11 thoughts on “Pour en finir avec le mythe d’une baisse des dépenses hospitalières « néo-libérale » en France

  1. Le COVID 19 a une qualité il fait la démonstration de la médiocrité de la France avec son niveau de réflexion au plus bas. Ceux qui dirigent la France depuis des décennies, n’ont pas évolué, ils raisonnent toujours avec une pensée locale parisienne et une action globale alors qu’il faut penser global et agir local. Quand on réalise que pour 3.300 personnes en réanimations à venir, soit 33 par département , ils confinent une économie et 67 millions d’habitants, nous atteignons le sommet de la médiocratie.
    Le Problème majeur est le nombre de lit de réanimation en 2 décennies , les gouvernants français en ont supprimé + de 40.000. Les Allemands en ont 40.000 alors que la France en a 5000. De plus durant ces décennies l’administration de santé n’a cessez d’augmenté en effectif au détriment des soignants . D’ailleurs les Allemands ont moins d’administration hospitalière (10%) que la France (38%) et plus d’effectifs soignants dans leur administration de santé.
    Le mot République en France que certains utilisent à tout bout de champ.
    La Ripoublique serait préférable !
    La France depuis quelques décennies est une suite de mensonges sur lesquels beaucoup trop de citoyens sont d’accord et cela rend son redressement impossible ou très , très difficile.
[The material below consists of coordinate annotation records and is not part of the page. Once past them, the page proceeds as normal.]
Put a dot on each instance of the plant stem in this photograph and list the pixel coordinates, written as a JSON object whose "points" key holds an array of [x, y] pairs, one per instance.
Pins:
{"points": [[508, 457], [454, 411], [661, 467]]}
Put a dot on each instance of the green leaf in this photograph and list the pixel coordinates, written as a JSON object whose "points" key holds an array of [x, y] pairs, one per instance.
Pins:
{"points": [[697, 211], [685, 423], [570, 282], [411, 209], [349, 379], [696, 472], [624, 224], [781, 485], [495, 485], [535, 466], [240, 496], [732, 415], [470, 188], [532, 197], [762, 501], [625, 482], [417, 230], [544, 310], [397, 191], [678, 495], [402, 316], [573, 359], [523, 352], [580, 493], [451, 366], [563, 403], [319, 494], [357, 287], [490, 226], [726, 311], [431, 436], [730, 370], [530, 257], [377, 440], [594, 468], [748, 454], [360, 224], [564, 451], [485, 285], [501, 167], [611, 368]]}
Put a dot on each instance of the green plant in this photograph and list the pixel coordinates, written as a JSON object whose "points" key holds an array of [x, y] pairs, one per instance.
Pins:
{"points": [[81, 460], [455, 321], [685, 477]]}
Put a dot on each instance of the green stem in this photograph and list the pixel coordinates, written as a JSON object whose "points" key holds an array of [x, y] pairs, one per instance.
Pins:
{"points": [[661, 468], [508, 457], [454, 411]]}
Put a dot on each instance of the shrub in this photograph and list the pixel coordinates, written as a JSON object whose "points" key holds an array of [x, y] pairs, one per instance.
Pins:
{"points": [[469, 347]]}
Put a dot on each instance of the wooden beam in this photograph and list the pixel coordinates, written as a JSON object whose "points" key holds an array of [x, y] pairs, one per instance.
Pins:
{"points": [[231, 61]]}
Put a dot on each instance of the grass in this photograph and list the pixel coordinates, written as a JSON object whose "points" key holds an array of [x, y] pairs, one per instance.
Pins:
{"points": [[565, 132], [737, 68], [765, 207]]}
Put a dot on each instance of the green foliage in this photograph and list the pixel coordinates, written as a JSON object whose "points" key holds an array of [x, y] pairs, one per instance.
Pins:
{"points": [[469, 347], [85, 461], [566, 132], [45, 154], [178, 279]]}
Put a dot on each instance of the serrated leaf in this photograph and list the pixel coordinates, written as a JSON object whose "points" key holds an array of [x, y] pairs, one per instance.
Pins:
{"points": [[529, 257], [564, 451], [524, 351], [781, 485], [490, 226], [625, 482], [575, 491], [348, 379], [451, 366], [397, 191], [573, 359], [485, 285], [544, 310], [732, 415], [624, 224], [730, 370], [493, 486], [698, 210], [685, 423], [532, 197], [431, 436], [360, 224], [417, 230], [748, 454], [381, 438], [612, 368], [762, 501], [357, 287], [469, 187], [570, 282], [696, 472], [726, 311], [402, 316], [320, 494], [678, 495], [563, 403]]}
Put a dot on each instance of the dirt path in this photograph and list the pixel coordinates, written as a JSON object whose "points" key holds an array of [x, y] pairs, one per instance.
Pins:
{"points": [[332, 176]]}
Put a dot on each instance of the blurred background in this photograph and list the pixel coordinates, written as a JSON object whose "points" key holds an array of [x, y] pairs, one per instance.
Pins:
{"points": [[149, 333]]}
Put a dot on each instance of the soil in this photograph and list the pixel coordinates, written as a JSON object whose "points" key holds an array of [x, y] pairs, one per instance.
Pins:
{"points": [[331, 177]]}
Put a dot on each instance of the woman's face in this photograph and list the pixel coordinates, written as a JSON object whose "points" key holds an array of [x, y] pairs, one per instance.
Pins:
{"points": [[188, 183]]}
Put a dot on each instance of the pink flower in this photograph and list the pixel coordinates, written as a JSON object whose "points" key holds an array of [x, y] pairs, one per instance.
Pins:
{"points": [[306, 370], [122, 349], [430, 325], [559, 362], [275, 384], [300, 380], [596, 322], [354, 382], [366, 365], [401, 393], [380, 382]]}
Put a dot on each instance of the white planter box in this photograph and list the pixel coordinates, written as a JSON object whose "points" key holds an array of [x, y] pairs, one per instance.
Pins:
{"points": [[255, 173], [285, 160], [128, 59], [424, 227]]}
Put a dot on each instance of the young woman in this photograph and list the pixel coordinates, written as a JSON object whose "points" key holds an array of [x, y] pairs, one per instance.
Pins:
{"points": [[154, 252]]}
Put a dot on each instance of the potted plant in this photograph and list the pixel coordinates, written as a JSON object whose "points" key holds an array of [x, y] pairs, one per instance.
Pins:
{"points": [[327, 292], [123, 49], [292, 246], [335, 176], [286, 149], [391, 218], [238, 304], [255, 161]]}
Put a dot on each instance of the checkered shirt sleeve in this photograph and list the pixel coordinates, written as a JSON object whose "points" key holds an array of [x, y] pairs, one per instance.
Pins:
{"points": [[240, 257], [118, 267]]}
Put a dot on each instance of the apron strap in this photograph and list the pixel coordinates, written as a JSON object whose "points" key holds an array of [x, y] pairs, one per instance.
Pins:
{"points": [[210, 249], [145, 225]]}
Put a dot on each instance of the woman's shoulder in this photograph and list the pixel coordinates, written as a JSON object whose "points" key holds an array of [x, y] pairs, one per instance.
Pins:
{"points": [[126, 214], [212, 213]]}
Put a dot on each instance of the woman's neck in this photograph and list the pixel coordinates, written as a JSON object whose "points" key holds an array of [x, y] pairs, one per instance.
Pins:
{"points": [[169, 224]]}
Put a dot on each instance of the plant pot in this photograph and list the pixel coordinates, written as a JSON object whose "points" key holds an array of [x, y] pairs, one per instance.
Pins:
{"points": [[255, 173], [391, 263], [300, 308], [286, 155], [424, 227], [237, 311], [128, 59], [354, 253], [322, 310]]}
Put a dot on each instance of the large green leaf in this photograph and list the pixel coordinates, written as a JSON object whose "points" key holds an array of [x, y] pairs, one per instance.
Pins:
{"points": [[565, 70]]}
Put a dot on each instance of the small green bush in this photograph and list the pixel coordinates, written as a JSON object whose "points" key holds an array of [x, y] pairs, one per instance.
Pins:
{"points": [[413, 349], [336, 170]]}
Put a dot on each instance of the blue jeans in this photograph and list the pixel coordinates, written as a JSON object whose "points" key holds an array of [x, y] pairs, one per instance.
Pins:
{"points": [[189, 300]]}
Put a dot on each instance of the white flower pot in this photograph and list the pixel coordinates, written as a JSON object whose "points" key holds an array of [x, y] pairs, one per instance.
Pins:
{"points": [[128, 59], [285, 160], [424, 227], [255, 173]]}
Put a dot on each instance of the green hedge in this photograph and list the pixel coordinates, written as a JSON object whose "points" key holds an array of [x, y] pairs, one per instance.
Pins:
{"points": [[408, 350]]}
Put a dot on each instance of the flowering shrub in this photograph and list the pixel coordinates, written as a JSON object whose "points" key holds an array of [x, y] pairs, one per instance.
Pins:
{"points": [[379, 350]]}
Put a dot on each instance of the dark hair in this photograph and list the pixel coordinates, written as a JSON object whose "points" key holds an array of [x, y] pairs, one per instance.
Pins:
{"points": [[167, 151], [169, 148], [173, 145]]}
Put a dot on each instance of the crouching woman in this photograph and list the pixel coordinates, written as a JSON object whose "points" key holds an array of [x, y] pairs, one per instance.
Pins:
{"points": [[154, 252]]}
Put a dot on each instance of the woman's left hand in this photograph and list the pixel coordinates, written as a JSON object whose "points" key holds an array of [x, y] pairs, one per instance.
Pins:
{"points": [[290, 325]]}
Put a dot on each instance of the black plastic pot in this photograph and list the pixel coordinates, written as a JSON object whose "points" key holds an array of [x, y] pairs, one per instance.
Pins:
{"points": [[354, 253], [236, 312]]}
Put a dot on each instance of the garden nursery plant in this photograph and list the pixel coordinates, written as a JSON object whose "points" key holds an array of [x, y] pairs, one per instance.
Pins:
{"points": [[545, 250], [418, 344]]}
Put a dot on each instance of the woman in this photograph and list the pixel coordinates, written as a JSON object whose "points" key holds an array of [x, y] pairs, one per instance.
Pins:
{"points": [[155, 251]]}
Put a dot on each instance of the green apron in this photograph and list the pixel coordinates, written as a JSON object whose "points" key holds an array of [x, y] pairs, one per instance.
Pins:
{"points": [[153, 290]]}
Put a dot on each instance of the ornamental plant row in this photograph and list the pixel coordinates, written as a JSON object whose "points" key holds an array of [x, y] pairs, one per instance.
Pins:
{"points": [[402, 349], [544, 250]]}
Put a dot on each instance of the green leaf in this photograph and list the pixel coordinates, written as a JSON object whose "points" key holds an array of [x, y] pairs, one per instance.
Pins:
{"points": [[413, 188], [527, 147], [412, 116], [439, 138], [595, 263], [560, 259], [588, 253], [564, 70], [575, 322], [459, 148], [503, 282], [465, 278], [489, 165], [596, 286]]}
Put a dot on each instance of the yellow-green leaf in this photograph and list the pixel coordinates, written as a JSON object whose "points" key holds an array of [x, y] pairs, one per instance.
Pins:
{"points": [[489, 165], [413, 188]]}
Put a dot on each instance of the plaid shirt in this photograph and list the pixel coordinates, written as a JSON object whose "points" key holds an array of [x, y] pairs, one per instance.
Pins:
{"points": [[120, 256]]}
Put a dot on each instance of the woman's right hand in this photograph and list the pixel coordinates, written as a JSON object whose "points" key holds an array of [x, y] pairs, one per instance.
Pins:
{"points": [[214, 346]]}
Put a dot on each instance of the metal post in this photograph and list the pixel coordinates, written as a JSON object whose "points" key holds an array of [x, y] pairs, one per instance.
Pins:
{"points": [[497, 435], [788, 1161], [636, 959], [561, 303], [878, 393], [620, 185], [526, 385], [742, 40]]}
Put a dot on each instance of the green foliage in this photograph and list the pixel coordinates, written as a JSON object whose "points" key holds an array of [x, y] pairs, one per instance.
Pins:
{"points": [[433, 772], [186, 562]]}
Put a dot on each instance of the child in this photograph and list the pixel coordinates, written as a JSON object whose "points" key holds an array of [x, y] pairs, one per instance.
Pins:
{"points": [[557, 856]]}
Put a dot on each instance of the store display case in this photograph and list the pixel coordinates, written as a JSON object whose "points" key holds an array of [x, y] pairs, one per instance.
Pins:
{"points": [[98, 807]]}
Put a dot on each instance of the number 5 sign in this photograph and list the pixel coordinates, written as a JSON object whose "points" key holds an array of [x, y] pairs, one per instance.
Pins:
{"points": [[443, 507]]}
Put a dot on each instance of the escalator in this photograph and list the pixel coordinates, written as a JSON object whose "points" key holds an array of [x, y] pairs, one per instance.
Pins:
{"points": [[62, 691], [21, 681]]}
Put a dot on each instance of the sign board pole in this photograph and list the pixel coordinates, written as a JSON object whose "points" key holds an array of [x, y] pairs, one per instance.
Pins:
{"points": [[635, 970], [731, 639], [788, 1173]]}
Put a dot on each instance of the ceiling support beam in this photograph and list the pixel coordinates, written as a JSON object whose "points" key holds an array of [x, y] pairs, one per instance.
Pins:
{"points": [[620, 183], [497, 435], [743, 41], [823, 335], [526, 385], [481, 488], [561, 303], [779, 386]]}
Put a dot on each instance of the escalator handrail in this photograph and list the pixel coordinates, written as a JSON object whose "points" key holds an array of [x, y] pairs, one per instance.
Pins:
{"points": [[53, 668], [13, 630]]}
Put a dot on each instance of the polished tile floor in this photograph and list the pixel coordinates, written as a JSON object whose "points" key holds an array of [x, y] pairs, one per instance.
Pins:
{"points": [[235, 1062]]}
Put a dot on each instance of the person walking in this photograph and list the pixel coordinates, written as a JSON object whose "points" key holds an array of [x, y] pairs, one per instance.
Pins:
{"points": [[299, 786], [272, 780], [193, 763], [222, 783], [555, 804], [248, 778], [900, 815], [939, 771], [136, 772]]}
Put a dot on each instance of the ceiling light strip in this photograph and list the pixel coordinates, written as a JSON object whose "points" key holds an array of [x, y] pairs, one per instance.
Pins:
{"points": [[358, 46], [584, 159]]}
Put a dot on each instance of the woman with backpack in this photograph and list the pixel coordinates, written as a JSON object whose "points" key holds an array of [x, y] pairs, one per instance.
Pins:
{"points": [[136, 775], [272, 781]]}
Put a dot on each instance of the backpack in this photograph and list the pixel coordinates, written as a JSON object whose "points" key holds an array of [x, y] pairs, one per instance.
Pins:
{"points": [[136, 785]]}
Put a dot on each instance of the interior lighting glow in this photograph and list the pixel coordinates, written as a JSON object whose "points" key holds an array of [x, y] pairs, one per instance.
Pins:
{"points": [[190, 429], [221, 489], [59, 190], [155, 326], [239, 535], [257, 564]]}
La France est maintenant un pandémonium et ce n’est pas un euphémisme.
    « Plus une société se détourne de la vérité, plus elle déteste ceux qui la disent. » George Orwell
    La France a cruellement un déficit culturel et que disait Jean Rostand à ce sujet : Qu’est-ce que la culture ? cliquez pour lire la suite :
    https://developpement-mental-semantique.com/la-culture-en-france-cest-ce-qui-manque-le-plus-en-france/

  2. Manier le paradoxe à ce point est un talent. En l’état actuel, le parc hospitalier français ne répond pas à ses responsabilités en cas de crise sanitaire. Nous en avons eu la preuve dernièrement. Si l’argent afflue réellement, qu’il soit au moins bien utilisé. Prétendre que l’hôpital n’est pas victime d’une vision néolibérale qui fait passer la « performance » avant le service rendu est parfaitement contestable.

    1. Vous n’avez aucun argument… signalons qu’en avril, la France disposait de 15.000 lits de réanimation, et que seulement 7.500 ont été utilisés. Sans compter l’hospitalisation privée qui n’a pas été sollicitée, alors qu’elle était candidate. Prétendre que « le parc hospitalier français ne répond pas à ses responsabilités en cas de crise sanitaire » est donc une fake news.

      1. Je confirme. Ma fille travaille en clinique privée dans la périphérie de Lyon, l’ARS leur a imposé une fermeture en Mars, et depuis l’automne ils n’ont droit qu’aux interventions urgentes. Les interventions ophtalmos comme la cataracte dont a besoin ma mère sont interdites. Pendant ce temps elle ne peut plus lire ni écrire, donc ces ordures, la condamnent.

        Vous pouvez remarqué d’ailleurs, qu’il n’y a aucun reportage dans ces établissements privés, ni entretiens avec des médecins / chirurgiens du privé.

  3. Déçu par votre publication et d’accord avec les commentaires Pas de sources sur votre réponse concernant le parc de lits. 15000 lits de réa ? Le gouvernement annonçait en mars avoir environ 7000 lits et l’intention de monter à 12000. D’après le comptage de la DREES, la France comptait 5080 lits de réa au 31 décembre 2019. Francetvinfo du 28/10/2020

    1. 5.080 lits de réanimation en temps normal est largement suffisant pour faire face aux besoins, sans compter ceux de l’hospitalisation privée.

  4. Qu’est ce que c’est que cette histoire de mortalité infantile dans les petits hôpitaux prétexte pour les fermer. Au Pays Bas la majorité accouche à domicile sans que cela pose aucun problème

      1. Je pense en effet que ce n’était pas les conditions d’interventions dans les petites structures qui étaient en cause, mais la volonté de tout régenter au plus près des grandes villes où les fonctios des ARS sont (vous savez, les fameuses économies d’échelle qui coûtent toujours un pognon de dingue). Il eut été aisé de pallier aux défauts des petites structures, sans que cela coûte plus cher que la solution du regroupement gargantuesque.
        Pour ce qui est des chirurgiens bourrés ou légèrement gores, si ce n’est fondus, chaque structure à son cas au minimum, mais dans le publique impossible de les virés. Allez dont questionner un peu des intervenants en chirurgie vous serez édifié.
        Donc, ces cas ne sont pas des arguments, car ils ont lieu aussi dans les grandes structures, où en effet ils sont mieux recouverts.